Schleicher’ın kuramını açıkladıktan sonra yazar, bu Alman dilbilimcinin özellikle Hint-Avrupa Dilleri’ni gözeterek şekil verdiği yaklaşıma yönelik Trubetzkoy’un itirazlarını dile getiriyor. Trubetzkoy’a göre Hint-Avrupa Dilleri’nde arasında göze çarpan yakınlıkları ve ortaklıkları izah etmek için mutlaka bir hiyerarşik ve tarihi yapılanmadırmaya gerek yoktur. Ona göre bu benzerlikler uzun dil alanları arasında süreklilik arz eden yoğun ilişki ve etkileşim, sözcük alışverişi ve dil karıştırmadan da ortaya çıkmış olabilir.[5]

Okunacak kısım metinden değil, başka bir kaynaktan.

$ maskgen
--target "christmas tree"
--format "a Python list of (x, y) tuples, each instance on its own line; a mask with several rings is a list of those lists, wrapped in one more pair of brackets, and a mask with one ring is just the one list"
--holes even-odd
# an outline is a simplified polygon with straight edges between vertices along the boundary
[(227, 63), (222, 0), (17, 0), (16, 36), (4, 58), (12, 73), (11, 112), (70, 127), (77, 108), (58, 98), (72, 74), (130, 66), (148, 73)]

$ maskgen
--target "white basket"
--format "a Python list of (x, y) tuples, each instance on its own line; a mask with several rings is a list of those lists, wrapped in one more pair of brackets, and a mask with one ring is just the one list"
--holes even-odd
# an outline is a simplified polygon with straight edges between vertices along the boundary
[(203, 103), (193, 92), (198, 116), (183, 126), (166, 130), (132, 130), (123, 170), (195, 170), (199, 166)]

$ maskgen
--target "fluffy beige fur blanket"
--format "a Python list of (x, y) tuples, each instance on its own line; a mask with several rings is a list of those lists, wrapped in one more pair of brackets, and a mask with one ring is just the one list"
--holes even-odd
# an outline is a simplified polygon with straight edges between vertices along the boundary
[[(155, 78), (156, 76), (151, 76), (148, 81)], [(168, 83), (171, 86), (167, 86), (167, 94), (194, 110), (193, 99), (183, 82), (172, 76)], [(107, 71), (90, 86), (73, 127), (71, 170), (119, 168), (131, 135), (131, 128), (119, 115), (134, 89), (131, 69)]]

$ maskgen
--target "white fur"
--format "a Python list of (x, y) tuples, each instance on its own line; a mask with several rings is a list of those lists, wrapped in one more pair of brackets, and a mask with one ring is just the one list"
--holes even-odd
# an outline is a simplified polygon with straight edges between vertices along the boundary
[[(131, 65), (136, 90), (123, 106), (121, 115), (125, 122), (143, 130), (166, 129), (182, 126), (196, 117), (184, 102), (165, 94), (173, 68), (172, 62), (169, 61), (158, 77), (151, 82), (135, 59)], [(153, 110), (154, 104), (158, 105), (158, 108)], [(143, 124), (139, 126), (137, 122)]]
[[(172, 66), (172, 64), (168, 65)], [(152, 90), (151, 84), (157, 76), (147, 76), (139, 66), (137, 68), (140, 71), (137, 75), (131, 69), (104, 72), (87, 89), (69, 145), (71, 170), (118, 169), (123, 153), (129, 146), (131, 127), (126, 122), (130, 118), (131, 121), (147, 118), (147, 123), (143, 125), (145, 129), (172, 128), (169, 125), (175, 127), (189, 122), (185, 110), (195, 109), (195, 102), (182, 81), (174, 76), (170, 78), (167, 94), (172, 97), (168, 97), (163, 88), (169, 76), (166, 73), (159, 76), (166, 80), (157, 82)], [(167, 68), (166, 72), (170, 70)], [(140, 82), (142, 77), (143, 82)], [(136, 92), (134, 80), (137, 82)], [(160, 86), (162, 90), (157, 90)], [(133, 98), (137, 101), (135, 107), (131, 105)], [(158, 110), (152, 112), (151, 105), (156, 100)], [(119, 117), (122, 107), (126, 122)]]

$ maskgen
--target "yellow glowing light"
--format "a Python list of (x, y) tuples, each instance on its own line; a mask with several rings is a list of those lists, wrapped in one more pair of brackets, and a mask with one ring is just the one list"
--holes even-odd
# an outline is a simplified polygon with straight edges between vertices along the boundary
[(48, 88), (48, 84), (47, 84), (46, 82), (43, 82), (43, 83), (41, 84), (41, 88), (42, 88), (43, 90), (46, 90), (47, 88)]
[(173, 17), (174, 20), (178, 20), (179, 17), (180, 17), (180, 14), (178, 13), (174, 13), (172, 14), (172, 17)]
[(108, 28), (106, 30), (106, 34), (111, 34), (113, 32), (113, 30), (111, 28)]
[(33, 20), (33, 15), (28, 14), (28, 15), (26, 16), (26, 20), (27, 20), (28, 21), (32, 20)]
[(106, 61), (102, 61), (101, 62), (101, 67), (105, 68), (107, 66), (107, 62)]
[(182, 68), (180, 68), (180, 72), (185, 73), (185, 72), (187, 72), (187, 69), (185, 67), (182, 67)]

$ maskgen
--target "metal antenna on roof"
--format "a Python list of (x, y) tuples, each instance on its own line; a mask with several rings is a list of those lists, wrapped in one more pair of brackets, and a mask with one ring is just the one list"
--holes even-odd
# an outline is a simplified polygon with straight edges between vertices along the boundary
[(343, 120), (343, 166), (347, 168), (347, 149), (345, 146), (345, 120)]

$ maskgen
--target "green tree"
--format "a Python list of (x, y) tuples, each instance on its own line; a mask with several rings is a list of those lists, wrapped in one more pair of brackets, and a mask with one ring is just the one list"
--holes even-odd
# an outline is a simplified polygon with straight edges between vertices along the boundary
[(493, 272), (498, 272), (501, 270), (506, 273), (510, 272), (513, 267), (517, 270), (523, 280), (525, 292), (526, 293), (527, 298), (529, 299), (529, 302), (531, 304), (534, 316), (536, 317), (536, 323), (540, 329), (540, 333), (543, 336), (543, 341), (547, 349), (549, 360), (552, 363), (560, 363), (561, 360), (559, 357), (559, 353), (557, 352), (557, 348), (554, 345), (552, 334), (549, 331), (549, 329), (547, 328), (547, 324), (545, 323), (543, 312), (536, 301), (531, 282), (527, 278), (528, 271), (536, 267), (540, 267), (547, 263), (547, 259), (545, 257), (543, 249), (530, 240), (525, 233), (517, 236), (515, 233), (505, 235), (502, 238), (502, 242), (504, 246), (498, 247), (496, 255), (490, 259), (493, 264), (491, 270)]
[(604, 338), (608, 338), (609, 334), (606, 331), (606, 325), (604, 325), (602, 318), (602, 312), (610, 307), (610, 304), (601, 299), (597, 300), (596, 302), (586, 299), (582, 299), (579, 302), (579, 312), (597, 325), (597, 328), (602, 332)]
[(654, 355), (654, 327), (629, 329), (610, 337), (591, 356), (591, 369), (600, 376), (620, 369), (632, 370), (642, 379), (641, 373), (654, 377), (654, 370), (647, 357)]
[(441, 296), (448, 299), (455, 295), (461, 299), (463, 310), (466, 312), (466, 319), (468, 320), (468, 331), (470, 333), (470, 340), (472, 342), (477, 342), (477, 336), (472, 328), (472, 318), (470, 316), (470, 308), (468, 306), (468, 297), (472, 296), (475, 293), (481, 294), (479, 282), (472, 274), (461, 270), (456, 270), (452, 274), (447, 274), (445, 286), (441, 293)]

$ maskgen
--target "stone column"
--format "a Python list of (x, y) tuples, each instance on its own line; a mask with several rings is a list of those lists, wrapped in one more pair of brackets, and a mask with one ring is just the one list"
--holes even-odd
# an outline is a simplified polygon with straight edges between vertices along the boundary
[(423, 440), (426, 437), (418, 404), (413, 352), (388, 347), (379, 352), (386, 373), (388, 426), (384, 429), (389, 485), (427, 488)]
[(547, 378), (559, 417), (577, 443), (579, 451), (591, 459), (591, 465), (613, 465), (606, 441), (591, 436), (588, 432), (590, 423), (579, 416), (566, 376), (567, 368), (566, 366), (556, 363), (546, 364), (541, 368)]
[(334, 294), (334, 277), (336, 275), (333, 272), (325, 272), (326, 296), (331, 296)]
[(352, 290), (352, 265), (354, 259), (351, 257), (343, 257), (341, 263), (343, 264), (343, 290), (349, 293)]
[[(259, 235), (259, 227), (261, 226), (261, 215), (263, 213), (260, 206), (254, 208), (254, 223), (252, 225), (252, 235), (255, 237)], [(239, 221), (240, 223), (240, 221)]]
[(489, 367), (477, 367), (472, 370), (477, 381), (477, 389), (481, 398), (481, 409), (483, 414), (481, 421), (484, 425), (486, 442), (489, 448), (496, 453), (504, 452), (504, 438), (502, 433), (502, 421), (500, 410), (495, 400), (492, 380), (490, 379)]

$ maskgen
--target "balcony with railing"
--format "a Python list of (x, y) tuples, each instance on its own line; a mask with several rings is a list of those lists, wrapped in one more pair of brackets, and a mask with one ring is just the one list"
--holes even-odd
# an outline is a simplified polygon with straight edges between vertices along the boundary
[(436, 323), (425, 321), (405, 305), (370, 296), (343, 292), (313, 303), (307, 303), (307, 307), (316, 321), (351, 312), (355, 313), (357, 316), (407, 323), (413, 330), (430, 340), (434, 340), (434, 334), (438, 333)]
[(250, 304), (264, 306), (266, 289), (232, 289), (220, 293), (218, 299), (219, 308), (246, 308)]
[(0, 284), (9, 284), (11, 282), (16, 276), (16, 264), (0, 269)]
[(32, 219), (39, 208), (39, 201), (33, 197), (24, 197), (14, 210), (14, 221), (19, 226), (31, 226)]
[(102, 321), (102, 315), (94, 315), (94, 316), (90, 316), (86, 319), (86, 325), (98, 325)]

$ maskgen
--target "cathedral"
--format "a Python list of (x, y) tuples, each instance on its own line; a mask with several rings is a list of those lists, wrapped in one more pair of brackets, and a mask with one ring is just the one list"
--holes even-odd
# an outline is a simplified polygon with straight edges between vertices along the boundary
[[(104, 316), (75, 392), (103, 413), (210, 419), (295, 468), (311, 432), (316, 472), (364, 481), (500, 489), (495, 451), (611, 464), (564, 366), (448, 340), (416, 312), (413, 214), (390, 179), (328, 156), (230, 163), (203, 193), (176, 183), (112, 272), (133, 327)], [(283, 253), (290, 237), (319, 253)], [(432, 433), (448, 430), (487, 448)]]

Marácz bu yaklaşımdan peyda olmuş, Amerikalı dilbilimci Lyle Campbell’ın (1942-…) ‘Historical linguistics’ (Tarihsel dilbilim, 2006) kitabında formüle ettiği ‘isogloss’ (izoglos) terimini kullanmayı tercih ediyor. Campbell’dan alıntılayarak Marácz dil alanı tanımını şu şekilde aktarıyor: ‘Dil alanı terimi dil alışverişi ve etkileşimi nedeniyle alandaki dillerin belirli yapısal ortak özellikler taşıdığı, ki bunlar sadece ödünç alınan sözcüklerden ibaret olmadığı gibi sesbilimsel, biçimbilimsel ve sözdizimsel ortak öğeleri de ihtiva etmektedir, coğrafi bir alan anlamına geliyor’. Mevcut dil alanındaki bu ortak ögeler ise bir izoglos’un varlığına işaret ediyor ve bu adla nitelendiriliyor.[6]

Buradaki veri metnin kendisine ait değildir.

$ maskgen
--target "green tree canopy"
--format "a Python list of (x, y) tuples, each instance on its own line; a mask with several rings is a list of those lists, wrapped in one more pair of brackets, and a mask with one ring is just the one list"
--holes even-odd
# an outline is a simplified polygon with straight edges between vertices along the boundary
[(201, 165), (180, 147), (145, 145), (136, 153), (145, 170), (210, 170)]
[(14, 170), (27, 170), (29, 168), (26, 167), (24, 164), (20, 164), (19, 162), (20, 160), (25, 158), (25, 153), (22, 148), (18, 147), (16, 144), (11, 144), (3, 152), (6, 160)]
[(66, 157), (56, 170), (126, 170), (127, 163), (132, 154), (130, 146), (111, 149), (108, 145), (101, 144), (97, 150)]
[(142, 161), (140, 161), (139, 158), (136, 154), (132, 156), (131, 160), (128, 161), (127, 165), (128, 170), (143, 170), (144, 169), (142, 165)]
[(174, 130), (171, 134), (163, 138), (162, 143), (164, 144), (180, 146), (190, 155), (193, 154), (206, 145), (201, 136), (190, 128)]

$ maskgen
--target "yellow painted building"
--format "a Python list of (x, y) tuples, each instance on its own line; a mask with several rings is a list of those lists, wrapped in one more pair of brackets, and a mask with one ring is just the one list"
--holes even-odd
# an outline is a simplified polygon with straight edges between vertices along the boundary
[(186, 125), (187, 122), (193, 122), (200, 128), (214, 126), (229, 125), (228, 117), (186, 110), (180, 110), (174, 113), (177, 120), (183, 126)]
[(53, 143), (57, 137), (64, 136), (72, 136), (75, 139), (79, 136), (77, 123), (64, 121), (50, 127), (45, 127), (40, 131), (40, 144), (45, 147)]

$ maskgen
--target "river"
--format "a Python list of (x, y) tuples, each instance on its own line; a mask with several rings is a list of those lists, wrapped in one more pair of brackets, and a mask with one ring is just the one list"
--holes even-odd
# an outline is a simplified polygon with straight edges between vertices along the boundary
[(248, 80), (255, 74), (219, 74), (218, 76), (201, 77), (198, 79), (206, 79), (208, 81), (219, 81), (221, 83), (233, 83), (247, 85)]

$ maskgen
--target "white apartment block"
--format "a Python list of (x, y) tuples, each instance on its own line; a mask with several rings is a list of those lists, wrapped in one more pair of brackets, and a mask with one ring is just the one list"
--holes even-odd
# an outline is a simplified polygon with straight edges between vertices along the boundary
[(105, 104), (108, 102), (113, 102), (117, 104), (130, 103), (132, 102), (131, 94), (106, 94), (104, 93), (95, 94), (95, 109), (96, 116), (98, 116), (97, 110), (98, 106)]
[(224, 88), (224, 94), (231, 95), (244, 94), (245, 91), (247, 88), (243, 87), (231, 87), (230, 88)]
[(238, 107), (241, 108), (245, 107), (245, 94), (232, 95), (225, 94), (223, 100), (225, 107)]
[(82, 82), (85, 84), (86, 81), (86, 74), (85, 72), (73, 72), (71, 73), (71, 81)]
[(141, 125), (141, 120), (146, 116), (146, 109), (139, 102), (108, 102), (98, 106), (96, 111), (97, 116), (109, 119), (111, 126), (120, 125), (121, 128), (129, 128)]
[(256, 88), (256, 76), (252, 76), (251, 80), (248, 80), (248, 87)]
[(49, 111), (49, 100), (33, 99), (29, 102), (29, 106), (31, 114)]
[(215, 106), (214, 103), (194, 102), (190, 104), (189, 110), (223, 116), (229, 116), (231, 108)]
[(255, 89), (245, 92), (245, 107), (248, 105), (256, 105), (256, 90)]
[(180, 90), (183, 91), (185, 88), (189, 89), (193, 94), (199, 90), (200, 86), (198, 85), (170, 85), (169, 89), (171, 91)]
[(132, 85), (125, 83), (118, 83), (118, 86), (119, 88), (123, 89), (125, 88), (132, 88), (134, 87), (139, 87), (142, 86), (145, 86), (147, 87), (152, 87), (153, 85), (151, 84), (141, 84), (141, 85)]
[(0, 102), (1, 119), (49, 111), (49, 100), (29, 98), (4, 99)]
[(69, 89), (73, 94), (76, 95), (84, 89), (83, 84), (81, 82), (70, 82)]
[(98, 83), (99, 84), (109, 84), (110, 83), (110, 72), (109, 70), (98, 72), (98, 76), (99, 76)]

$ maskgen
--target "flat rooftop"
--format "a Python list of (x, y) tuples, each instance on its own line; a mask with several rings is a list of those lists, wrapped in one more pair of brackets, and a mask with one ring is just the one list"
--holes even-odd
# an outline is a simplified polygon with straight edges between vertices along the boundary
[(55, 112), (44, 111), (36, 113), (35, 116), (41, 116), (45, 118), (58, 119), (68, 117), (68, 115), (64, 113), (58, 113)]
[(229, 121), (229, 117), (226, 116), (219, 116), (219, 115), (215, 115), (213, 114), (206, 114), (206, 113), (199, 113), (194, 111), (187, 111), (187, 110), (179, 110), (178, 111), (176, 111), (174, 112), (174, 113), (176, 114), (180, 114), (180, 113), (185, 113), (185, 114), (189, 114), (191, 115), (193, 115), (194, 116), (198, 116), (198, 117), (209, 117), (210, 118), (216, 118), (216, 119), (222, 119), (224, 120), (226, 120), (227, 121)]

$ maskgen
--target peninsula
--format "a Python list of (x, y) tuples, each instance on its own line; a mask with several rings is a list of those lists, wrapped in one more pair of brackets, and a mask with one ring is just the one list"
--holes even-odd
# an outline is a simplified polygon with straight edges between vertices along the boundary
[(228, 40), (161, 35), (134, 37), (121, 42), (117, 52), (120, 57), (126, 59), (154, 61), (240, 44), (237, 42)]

Daha sonra Marácz Ural Dil Ailesi Kuramı’na getirdiği eleştirilerin benzerlerini Altay Dil Ailesi Kuramı için de getiriyor. Bu konu bağlamında bu iki farklı dil ailesindeki dillerin sık sık özel ve biricik olan etkileşimlerin varlığı üzerine duruyor. Romanya doğumlu, Trubetzkoy’un Hint-Avrupa Dil Ailesi Kuramı’na uyguldığı yaklaşımı Ural ve Altay Dilleri’ne uyarlayan Macar tarihçi Dénis Sinor’dan (1916-2011) aktararak, Türkçe’nin Moğolca’dan çok Fin-Ugor ve Macar dillerine yakın olduğu görüşünü iletiyor. Sonuç olarak Marácz’ın yaklaşımıyla gerek Ural Dil Ailesi Kuram’ı gerekse Altay Dil Ailesi Kuram’ı çok fazla gediği olan savlar olarak karşımıza çıkıyor.[7]

‘Giriş’ kısmında kitabın bölümlerindeki içeriğine değinmeden önce yazar Trubetzkoy’un yaklaşımından esinlenmiş izoglos savını tekrar işliyor ve bunu, Ural ve Altay Dilleri arasındaki özgün ilişkileri ve etkileşimleri de savına destek olarak kullanarak, Ural ve Altay Dilleri diye adlandırılan diller için kullanıyor. Tüm bu dillerin dil ve temas alanlarının ortak bir coğrafya olduğunu, bunun da Avrasya/Orta-Asya olduğunun altını çiziyor.[8]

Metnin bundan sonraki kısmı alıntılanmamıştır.